Experimenting with Docker Swarm and having only a single node is a bit sad 😞. Luckily in my previous tutorial, you learn how to create *A Disposable Local Test Environment using Vagrant and Ansible.* If you followed along you know a little bit more about Vagrant and Ansible *but nothing worth showing off* 🤯*,* so let up our game and create a multi-VM Docker Swarm cluster.
This involves using Vagrant to create multiple VM, then using Ansible to install docker on each machine, before creating a Docker Swarm cluster with all our nodes. On this is in place you have a solid foundation to experiment with Docker
I want to remind you that the goal of this tutorial series is to document what I consider the bare minimum for a small self-hosted side project. I invite you to visit my repository for more information: https://github.com/xNok/infra-bootstrap-tools. At this point, we are doing the groundwork of setting up a server to host the application we will deploy later as docker containers.
Provisioning Multiple VMs with Vagrant
Like in the previous tutorial we use Vagrant to create virtual machines. The difference is that this time we are provisioning 3 VMs so the file became sensibly bigger. I will explain the content of this file in the next section.
Here is the new updated Vagrantfile
. Before running vagrant up
there are two more things you need to set up: ansible.cfg
and inventory
The code will be below this big Vagrantfile
.
# -*- mode: ruby -*-
# vi: set ft=ruby :
Vagrant.configure("2") do |config|
# Every Vagrant development environment requires a box. You can search for
# boxes at https://vagrantcloud.com/search.

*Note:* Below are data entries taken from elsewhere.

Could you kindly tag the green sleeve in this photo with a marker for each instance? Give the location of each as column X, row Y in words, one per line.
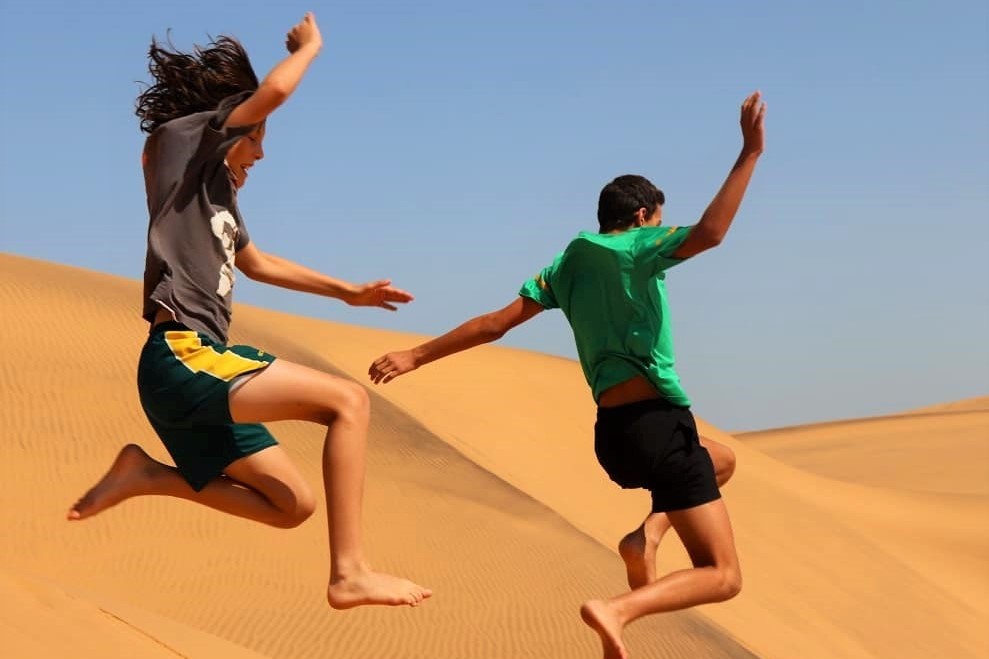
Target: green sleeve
column 663, row 244
column 540, row 287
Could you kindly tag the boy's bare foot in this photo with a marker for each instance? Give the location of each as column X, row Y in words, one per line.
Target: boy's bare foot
column 128, row 476
column 366, row 587
column 638, row 550
column 600, row 617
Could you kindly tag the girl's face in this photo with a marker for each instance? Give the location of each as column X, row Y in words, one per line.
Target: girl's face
column 244, row 154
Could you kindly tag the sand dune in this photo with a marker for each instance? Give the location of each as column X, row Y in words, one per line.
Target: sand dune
column 43, row 620
column 943, row 449
column 832, row 569
column 509, row 572
column 483, row 485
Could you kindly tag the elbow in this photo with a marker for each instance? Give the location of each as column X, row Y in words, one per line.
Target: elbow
column 711, row 237
column 491, row 328
column 276, row 92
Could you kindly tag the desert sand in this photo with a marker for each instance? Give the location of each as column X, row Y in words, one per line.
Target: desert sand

config.vm.box = "generic/ubuntu2004"
# We are moving to a more complex example so to avoid issues we will limit the RAM of each VM
config.vm.provider "virtualbox" do |v|
v.memory = 1024
v.cpus = 1
v.linked_clone = true
end
#########
# Nodes: host our apps
#########
config.vm.define "node1" do |node|
node.vm.network "private_network", ip: "172.17.177.21"
end
config.vm.define "node2" do |node|
node.vm.network "private_network", ip: "172.17.177.22"
end
#########
# Controller: host our tools
#########
config.vm.define 'controller' do |machine|
# The Ansible Local provisioner requires that all the Ansible Playbook files are available on the guest machine
machine.vm.synced_folder ".", "/vagrant",
owner: "vagrant", group: "vagrant", mount_options: ["dmode=755,fmode=600"]

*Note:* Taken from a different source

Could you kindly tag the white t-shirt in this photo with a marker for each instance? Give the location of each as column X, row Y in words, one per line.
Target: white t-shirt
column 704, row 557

# /!\ This is only usefull because the tutorial files are under .articles/xyz
# otherwise Ansible would get the roles from the root folder
machine.vm.synced_folder "../../roles", "/vagrant/roles",
owner: "vagrant", group: "vagrant", mount_options: ["dmode=755,fmode=600"]
machine.vm.network "private_network", ip: "172.17.177.11"

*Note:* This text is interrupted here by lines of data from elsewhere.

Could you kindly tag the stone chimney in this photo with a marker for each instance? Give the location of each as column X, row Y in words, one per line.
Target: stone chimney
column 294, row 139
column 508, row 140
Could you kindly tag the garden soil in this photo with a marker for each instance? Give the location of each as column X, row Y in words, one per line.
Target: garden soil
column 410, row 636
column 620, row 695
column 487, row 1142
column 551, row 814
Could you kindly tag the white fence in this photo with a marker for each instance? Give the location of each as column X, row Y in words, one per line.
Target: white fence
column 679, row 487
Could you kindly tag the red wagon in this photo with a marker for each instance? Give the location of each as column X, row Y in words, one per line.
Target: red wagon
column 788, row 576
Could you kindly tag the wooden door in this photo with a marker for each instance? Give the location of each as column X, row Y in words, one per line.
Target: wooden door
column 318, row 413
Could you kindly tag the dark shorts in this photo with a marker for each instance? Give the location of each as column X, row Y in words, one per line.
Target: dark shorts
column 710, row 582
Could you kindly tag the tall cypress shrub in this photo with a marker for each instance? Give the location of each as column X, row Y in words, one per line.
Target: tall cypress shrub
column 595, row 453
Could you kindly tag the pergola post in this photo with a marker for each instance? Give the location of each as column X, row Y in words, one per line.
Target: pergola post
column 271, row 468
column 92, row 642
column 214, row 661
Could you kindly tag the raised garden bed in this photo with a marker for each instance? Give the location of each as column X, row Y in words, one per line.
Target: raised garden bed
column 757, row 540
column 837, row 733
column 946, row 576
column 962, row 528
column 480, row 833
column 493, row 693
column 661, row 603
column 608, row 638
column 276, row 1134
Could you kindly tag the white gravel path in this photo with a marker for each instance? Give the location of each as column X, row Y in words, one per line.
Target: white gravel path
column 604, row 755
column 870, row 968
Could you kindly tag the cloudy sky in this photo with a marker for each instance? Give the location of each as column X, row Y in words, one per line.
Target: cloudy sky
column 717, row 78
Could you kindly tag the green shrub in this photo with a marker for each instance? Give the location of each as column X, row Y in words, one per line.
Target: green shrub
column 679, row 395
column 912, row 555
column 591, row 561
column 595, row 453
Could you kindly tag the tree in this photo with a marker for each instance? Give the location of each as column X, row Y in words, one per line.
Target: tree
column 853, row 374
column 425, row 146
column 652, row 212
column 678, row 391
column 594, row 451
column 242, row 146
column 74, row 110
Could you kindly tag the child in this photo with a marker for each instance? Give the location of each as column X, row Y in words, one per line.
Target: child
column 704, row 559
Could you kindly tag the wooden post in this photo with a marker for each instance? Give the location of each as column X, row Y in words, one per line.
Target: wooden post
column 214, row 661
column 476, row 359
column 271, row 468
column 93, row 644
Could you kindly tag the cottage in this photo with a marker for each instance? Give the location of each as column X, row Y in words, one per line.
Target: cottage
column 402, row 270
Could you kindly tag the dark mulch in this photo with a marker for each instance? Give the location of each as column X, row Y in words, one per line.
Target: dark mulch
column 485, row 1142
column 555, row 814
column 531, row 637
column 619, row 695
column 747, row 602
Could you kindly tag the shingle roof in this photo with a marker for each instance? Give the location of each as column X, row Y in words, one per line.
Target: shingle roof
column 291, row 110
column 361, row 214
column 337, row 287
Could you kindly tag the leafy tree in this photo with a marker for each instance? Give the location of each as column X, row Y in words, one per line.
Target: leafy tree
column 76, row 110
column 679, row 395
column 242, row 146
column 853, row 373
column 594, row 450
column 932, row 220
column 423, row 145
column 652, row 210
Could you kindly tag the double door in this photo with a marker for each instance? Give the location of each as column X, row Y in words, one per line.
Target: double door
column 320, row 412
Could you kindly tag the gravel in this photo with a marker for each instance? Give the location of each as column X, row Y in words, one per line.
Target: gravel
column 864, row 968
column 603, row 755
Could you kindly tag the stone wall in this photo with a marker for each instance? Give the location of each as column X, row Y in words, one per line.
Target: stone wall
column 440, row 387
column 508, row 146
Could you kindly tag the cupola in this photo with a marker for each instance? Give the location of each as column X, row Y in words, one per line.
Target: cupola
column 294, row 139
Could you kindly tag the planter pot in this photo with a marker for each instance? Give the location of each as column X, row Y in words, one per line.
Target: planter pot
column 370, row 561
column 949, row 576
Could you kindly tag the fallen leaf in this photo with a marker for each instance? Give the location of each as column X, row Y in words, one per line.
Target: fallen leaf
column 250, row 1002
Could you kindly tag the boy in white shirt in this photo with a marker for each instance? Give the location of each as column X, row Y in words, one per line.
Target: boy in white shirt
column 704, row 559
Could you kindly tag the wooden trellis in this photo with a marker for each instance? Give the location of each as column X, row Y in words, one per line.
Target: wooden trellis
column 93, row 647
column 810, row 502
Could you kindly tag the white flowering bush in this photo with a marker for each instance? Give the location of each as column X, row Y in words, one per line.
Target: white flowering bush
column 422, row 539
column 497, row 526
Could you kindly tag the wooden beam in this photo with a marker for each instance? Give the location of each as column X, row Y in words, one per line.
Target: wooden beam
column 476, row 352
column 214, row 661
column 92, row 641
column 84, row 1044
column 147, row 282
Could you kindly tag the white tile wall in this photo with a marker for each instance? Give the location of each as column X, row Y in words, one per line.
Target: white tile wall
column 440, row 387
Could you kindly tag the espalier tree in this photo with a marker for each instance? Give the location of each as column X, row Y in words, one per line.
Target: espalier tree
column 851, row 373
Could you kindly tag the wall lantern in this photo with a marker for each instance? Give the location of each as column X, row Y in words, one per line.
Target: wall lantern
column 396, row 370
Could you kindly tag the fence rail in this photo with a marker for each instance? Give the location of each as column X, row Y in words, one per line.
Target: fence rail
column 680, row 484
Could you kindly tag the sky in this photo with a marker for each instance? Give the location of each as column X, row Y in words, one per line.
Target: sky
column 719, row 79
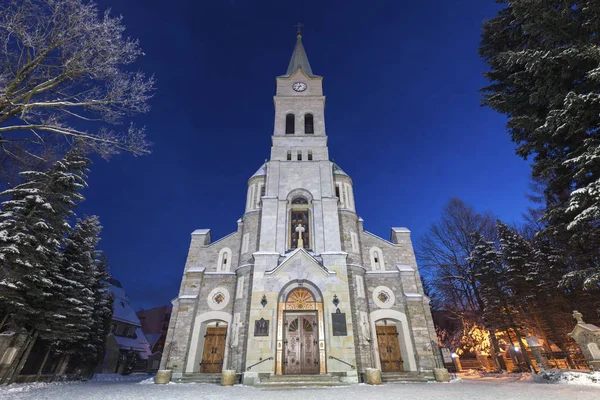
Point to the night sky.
(402, 116)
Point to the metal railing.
(342, 361)
(260, 362)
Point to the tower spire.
(299, 57)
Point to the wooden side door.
(309, 345)
(389, 349)
(214, 350)
(292, 361)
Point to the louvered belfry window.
(309, 126)
(290, 124)
(299, 217)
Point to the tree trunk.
(3, 321)
(37, 377)
(495, 347)
(62, 366)
(519, 339)
(23, 359)
(496, 352)
(8, 372)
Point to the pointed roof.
(299, 59)
(337, 170)
(261, 171)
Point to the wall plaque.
(261, 327)
(338, 320)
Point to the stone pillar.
(587, 337)
(538, 352)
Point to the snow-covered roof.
(140, 343)
(299, 59)
(123, 311)
(153, 338)
(338, 171)
(262, 171)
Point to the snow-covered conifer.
(77, 276)
(544, 59)
(34, 222)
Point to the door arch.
(197, 341)
(298, 299)
(404, 337)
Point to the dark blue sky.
(402, 116)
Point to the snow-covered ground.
(505, 388)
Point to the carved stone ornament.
(383, 297)
(261, 327)
(218, 298)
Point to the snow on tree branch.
(64, 73)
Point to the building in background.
(126, 334)
(155, 324)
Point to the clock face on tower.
(299, 86)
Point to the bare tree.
(443, 253)
(64, 78)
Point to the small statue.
(300, 230)
(578, 317)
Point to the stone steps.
(404, 377)
(199, 378)
(295, 381)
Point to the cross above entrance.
(300, 230)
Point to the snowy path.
(495, 389)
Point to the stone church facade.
(300, 287)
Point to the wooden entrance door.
(301, 352)
(389, 349)
(214, 350)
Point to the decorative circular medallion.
(218, 298)
(299, 86)
(383, 297)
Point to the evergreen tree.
(544, 58)
(102, 313)
(520, 262)
(78, 278)
(491, 275)
(33, 225)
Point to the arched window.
(299, 200)
(309, 126)
(299, 223)
(377, 263)
(290, 124)
(224, 260)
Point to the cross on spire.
(298, 26)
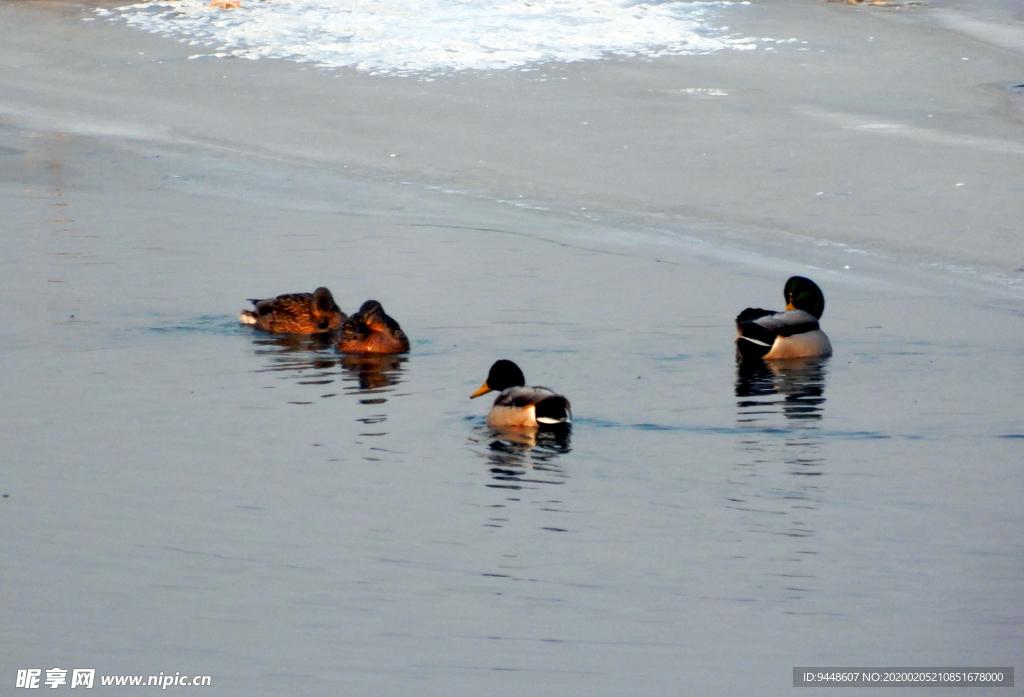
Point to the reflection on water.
(796, 389)
(372, 375)
(312, 360)
(520, 461)
(776, 484)
(305, 359)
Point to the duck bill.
(483, 390)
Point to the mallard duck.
(791, 334)
(518, 405)
(371, 331)
(296, 313)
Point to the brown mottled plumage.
(371, 331)
(296, 313)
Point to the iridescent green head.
(804, 294)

machine.vm.provision "ansible_local" do |ansible|
# ansible setup
ansible.install = true
ansible.install_mode = "pip_args_only"
ansible.playbook = "playbook.yml"
# ansible.version = "2.10.7"
ansible.pip_install_cmd = "sudo apt-get install -y python3-pip python-is-python3 haveged && sudo ln -s -f /usr/bin/pip3 /usr/bin/pip"
ansible.pip_args = "ansible==2.10.7"
# provsionning
ansible.playbook = "playbook.yml"
ansible.verbose = true
ansible.limit = "all" # or only "nodes" group, etc.
ansible.inventory_path = "inventory"
end
end
end
So the two last things you need 😅. Create an ansible.cfg
file, we are fine-tuning ansible configuration to work with our setup. You won’t have an interactive shell so we won’t be able to accept SSH fingerprints. This configuration will also be essential to have ansible your working in your CI/CD since we are facing the same constraint.
[defaults]
host_key_checking = no
[ssh_connection]
ssh_args = -o ControlMaster=auto -o ControlPersist=60s -o UserKnownHostsFile=/dev/null -o IdentitiesOnly=yes
Last we need to manually define the inventory file. Since we selected the IPs in the private network this is a simple task. Not that we also take advantage of our synced_folder
to obtain the SSH keys required for ansible to connect to node1
and node2
.
node1 ansible_host=172.17.177.21 ansible_ssh_private_key_file=/vagrant/.vagrant/machines/node1/virtualbox/private_key
node2 ansible_host=172.17.177.22 ansible_ssh_private_key_file=/vagrant/.vagrant/machines/node2/virtualbox/private_key
controller ansible_host=172.17.177.11 ansible_connection=local
[nodes]
node[1:2]
[managers]
controller
Now you can provision the infra with Vagrant
Vagrant up
Focus on the Vagrantfile
First, we select the Vagrant box we use as a base. This time I use ubuntu instead (generic/ubuntu2004
) I found it easier for installing the latest version of Ansible on the controller. Notice that I added virtualbox
specific configurations. Since you are running multiples VMs it is important to control the size of each VM as to not starve your PC resources. Also, I used the linked_clone
option to speed up the process, that way VirtualBox will create a base
VM (that will stay turned off) and clone this VM to create the other three.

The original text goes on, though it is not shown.